Mas na política, promessa de cacique tem a validade de uma pedra de gelo sob o sol escaldante de Mossoró. Mal o prazo de filiação expirou, a cúpula do União Brasil — dona de uma das maiores fortunas do fundo eleitoral do país — resolveu aplicar um clássico “canto de carroceria”. O argumento? Um chororô financeiro digno de tragédia grega: alegaram que não haveria um tostão furado do fundo para bancar a campanha majoritária ao Senado. Carlos Eduardo, que já se via discursando no Congresso, ficou a ver navios, assistindo ao seu sonho dourado evaporar como um monte de sal na maré alta do mês de janeiro.
Mas o verdadeiro espetáculo do absurdo começou agora. Com Carlos Eduardo escanteado e recolhido à sua perplexidade, o União Brasil milagrosamente “achou” uma solução caseira: o vereador natalense Tércio Tinôco.

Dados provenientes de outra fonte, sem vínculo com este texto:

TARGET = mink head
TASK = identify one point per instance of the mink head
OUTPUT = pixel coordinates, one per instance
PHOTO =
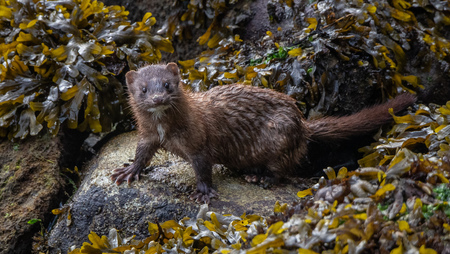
(154, 87)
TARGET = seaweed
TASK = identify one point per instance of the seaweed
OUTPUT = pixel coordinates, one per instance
(382, 44)
(61, 60)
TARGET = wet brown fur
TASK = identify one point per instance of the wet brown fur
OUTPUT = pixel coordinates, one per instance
(236, 125)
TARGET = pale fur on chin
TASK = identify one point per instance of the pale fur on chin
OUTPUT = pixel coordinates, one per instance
(158, 112)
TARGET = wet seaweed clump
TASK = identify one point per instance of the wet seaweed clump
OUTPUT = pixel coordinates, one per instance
(398, 203)
(187, 15)
(60, 62)
(368, 49)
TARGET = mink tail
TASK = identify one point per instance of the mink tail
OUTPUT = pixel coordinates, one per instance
(333, 129)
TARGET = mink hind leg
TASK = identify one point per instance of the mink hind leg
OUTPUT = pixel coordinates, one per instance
(203, 175)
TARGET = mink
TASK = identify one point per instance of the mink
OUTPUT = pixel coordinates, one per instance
(239, 126)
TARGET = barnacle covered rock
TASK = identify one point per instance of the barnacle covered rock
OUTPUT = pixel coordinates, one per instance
(60, 63)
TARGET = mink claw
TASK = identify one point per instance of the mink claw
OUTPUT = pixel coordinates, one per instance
(128, 174)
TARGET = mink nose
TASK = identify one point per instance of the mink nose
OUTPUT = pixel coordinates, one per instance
(158, 99)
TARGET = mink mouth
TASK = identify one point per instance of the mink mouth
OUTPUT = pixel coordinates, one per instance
(158, 108)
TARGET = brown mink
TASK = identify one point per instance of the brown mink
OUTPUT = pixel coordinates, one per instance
(239, 126)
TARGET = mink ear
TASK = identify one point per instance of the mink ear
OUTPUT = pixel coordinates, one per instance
(130, 77)
(173, 67)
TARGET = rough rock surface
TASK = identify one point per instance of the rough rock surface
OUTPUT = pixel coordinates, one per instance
(30, 186)
(161, 194)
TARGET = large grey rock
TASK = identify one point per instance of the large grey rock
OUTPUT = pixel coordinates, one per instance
(161, 194)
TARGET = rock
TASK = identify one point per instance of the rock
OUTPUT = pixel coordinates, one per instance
(161, 194)
(30, 186)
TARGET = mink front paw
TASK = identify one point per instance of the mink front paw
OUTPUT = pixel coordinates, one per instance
(128, 174)
(204, 196)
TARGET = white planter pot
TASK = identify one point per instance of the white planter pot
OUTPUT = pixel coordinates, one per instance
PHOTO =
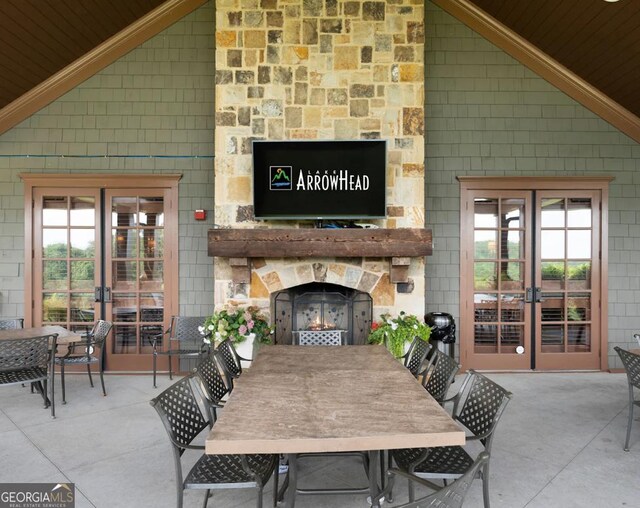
(245, 348)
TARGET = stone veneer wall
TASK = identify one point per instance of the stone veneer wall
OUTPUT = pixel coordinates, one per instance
(487, 114)
(315, 69)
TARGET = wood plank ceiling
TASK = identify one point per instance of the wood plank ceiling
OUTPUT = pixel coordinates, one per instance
(49, 46)
(599, 41)
(38, 38)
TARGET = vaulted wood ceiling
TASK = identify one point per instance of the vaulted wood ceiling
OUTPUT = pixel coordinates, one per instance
(588, 48)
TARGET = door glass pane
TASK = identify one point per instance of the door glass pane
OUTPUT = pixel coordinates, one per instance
(512, 245)
(552, 213)
(552, 244)
(54, 211)
(552, 275)
(511, 336)
(151, 211)
(151, 243)
(579, 212)
(124, 275)
(82, 243)
(485, 275)
(512, 307)
(151, 275)
(486, 339)
(82, 274)
(512, 215)
(82, 307)
(486, 307)
(124, 307)
(54, 243)
(579, 338)
(579, 275)
(124, 339)
(486, 213)
(552, 307)
(552, 338)
(579, 244)
(152, 307)
(124, 211)
(511, 276)
(82, 211)
(485, 244)
(579, 307)
(124, 243)
(54, 275)
(54, 307)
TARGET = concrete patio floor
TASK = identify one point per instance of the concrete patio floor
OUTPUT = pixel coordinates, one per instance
(559, 444)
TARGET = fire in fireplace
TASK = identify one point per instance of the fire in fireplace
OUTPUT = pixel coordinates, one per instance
(320, 307)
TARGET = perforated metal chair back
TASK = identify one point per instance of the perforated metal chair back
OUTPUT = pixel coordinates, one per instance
(229, 357)
(452, 495)
(631, 364)
(23, 354)
(180, 413)
(213, 380)
(416, 355)
(439, 374)
(11, 324)
(481, 407)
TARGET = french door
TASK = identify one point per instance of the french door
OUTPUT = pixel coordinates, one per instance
(106, 252)
(532, 275)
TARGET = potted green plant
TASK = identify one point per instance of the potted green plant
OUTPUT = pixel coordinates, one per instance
(397, 332)
(246, 327)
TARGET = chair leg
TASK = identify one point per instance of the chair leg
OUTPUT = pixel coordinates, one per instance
(485, 485)
(89, 372)
(64, 393)
(155, 359)
(630, 420)
(104, 391)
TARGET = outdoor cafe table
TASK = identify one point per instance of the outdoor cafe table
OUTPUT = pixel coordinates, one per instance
(299, 399)
(64, 335)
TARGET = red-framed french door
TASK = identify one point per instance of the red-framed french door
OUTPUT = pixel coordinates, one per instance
(533, 273)
(103, 248)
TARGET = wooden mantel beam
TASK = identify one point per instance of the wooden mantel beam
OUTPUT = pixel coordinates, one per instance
(287, 243)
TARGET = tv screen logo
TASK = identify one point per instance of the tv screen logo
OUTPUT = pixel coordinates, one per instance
(281, 178)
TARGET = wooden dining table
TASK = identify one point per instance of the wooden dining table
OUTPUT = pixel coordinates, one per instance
(300, 399)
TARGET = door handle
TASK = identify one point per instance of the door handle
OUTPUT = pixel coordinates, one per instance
(528, 295)
(538, 295)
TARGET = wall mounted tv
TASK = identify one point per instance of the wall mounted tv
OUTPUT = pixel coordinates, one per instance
(319, 179)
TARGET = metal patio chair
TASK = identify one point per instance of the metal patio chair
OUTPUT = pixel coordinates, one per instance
(230, 359)
(82, 353)
(184, 333)
(478, 407)
(631, 362)
(215, 382)
(30, 361)
(415, 356)
(449, 496)
(179, 410)
(439, 374)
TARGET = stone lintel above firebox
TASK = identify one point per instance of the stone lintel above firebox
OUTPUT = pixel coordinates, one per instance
(240, 245)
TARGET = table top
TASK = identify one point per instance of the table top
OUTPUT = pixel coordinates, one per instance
(297, 399)
(64, 335)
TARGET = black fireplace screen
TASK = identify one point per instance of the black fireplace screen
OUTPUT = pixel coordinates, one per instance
(319, 306)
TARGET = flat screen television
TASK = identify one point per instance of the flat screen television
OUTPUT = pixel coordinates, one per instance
(319, 179)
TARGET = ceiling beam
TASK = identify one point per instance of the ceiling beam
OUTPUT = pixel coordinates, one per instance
(543, 65)
(97, 59)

Sim, aquele mesmo fundo partidário que supostamente estava zerado e falido para Carlos Eduardo, agora parece ter encontrado algumas moedas perdidas no sofá para lançar o edil ao Senado.
Diante dessa reviravolta digna de teatro de bonecos, a pergunta que não quer calar aos dirigentes do União Brasil é: essa candidatura de Tércio é para valer ou não passa de uma encenação barata para cumprir tabela e garantir tempo de TV? E como estará a cabeça de Carlos Eduardo ao ver seu antigo “bilhete premiado” ser entregue de bandeja ao vereador natalense, após ser despachado sob o pretexto de falta de verba?
A política potiguar é mesmo um universo fascinante de forças ocultas, onde o “não temos dinheiro” de ontem vira o “vamos à luta” de hoje, e onde os próprios atores parecem não entender o roteiro da peça que encenam.
NATHÁLIA
A facção liderada pela deputada federal Nathália Bonavides dentro do Partido dos Trabalhadores no RN está querendo “melar” o compromisso assumido pela direção regional do PT em relação a segunda vaga para o Senado Federal.
DECISÃO
Há quase três meses, a direção do PT/RN decidiu que a segunda vaga para o Senado será disputada pelo coligado Partido Democrata Trabalhista – PDT, que escolheu o deputado Rafael Motta para ser o companheiro de chapa da petista Samanda Alves.
IMPLOSÃO
Agora, a facção petista “Articulação de Esquerda”, liderada pela deputada Nathália Bonavides, quer implodir esse compromisso político e acena para uma composição como o PSOL, que por sua vez já escolheu seus candidatos ao Senado.
PSOL
Bem antes de surgir essa possibilidade anunciada pelo grupo liderada pela deputada petista, o PSOL/RN já anunciara a composição de sua chapa para disputar as eleições majoritárias: Robério Paulino – Governador; Sandro Pimentel e Soraia Godeiro disputando as duas vagas do Senado Federal.
VANTAGEM
Segundo a pesquisa estadual realizada pelo Instituto DATAVERO nos dias 09, 10 e 11 com 1.500 entrevistados e com margem de erro de 2,56% e nível de confiança em 95%, a grande maioria que o candidato Alysson Bezerra vinha anunciando parece estar se diluindo.
VANTAGEM 2
Na pergunta em que o entrevistador cita os apoios de Agripino, Garibaldo Alves e Robinson Faria para Alysson; de Bolsonaro, Rogério Marinho e Paulinho Freire para Álvaro Dias; e de Lula para Cadu Xavier, os resultados foram esses: Alysson = 35,00%; Álvaro = 32,93%; e Cadu = 19,60%.
VANTAGEM 3
Na pergunta estimulada para o Governo do Estado, foi obtido o seguinte resultado: Alysson = 35,27%; Álvaro Dias = 33,57%; e Cadu = 10,80%. A recente pesquisa registra que já não há mais aquela grande distância entre Alysson para Álvaro Dias e que o candidato do PT já atingiu a casa dos dois dígitos.
ATRASO
O atraso no pagamento dos aposentados do Estado e também o não pagamento aos bancos dos empréstimos consignados descontados dos servidores foram assuntos debatidos na sessão de ontem na Assembleia Legislativa. Deputados registraram que os servidores estão sendo cobrados por parcelas já descontadas nos seus salários.